Neurofibromatose type 2 (NF2) wordt gediagnosticeerd op basis van klinische kenmerken (zie Kenmerken). Anno 2014 is DNA-mutatieanalyse onderdeel van de diagnosestelling.
De klinische diagnose gegeneraliseerde NF2 wordt gesteld op grond van de zogenaamde Manchester diagnostische criteria (zie Genetica & Overerving voor uitleg).
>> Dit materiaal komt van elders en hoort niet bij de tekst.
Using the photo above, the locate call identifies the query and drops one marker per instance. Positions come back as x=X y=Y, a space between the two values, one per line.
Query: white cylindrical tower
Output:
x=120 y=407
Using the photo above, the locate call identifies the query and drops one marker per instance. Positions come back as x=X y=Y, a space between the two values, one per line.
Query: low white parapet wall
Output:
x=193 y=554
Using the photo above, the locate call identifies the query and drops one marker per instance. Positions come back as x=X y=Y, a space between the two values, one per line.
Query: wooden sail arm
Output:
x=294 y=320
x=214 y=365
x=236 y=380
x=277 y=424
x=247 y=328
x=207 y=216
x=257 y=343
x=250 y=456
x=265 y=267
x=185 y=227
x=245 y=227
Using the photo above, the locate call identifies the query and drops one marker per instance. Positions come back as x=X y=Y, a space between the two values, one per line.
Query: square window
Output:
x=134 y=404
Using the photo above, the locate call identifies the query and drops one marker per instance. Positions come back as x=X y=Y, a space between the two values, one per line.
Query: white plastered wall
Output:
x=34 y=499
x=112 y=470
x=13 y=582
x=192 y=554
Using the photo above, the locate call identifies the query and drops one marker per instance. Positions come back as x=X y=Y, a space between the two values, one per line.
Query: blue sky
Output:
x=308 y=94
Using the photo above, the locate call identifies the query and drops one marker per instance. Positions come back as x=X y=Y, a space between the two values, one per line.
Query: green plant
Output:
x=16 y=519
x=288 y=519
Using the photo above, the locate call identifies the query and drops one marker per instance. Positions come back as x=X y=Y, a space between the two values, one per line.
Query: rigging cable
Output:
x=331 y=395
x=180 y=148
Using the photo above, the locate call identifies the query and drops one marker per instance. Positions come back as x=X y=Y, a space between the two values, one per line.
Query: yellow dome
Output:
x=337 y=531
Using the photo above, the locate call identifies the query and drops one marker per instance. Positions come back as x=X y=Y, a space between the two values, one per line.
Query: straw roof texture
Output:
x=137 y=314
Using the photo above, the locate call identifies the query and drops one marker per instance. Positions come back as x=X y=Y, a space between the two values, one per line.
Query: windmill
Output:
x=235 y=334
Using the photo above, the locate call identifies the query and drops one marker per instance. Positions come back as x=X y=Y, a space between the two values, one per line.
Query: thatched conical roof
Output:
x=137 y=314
Een van onderstaande drie criteria moeten gelden voor de diagnose:
Brughoektumor aan beide kanten of familiegeschiedenis van NF2 plus
éénzijdige brughoektumor of
één van de volgende kenmerken: meningioom, glioom, neurofibroom, schwannoom, lensimplantaat met wazig vlies
Éénzijdige brughoektumor plus
twee van de volgende: meningioom, glioom, neurofibroom, schwannoom, lensimplantaat met wazig vlies
Twee of meer meningeomen plus
éénzijdige brughoektumor of
twee van de volgende: glioom, neurofibroom, schwannoom, cataract
Onlangs is door een team van internationale wetenschappers een verbeterde diagnostische tool ontwikkeld, de zgn. Baser criteria, waarmee – afhankelijk van type en hoeveelheid symptomen – via / door middel van een puntensysteem indeling wordt gemaakt in “Geen NF2”, “Mogelijk NF2”, “Mozaïek NF2’’ en ‘’Segmentale NF2’’. In de praktijk wordt nog niet gewerkt met deze nieuwe criteria.
Mensen bij wie de symptomen de bovengenoemde Manchester criteria net niet halen behoren tot de zogenaamde risicogroep, dat wil zeggen dat ze een verhoogd risico hebben om later alsnog met NF2 gediagnosticeerd te worden. Voor deze groep is zeer recentelijk een protocol ontwikkeld dat zorgdraagt dat deze individuen regelmatig worden gecontroleerd totdat de diagnose NF2 daadwerkelijk wordt gesteld of het risico daarop aanzienlijk is gedaald.
Diagnostische kenmerken
DNA-diagnostiek wordt meestal door de KNO arts, kinderarts of klinisch geneticus aangevraagd, en vervolgens uitgevoerd door een DNA-diagnostiek laboratorium. Bloed van zowel de patiënt als van (wel of niet aangedane) ouders of directe familieleden is vereist. Er is een aantal redenen om DNA-onderzoek te doen:
Ter bevestiging van de diagnose: Hierbij wordt de mutatie in het NF2 gen aangetoond en kan de diagnose non-mozaïek, gegeneraliseerde NF2 worden gesteld.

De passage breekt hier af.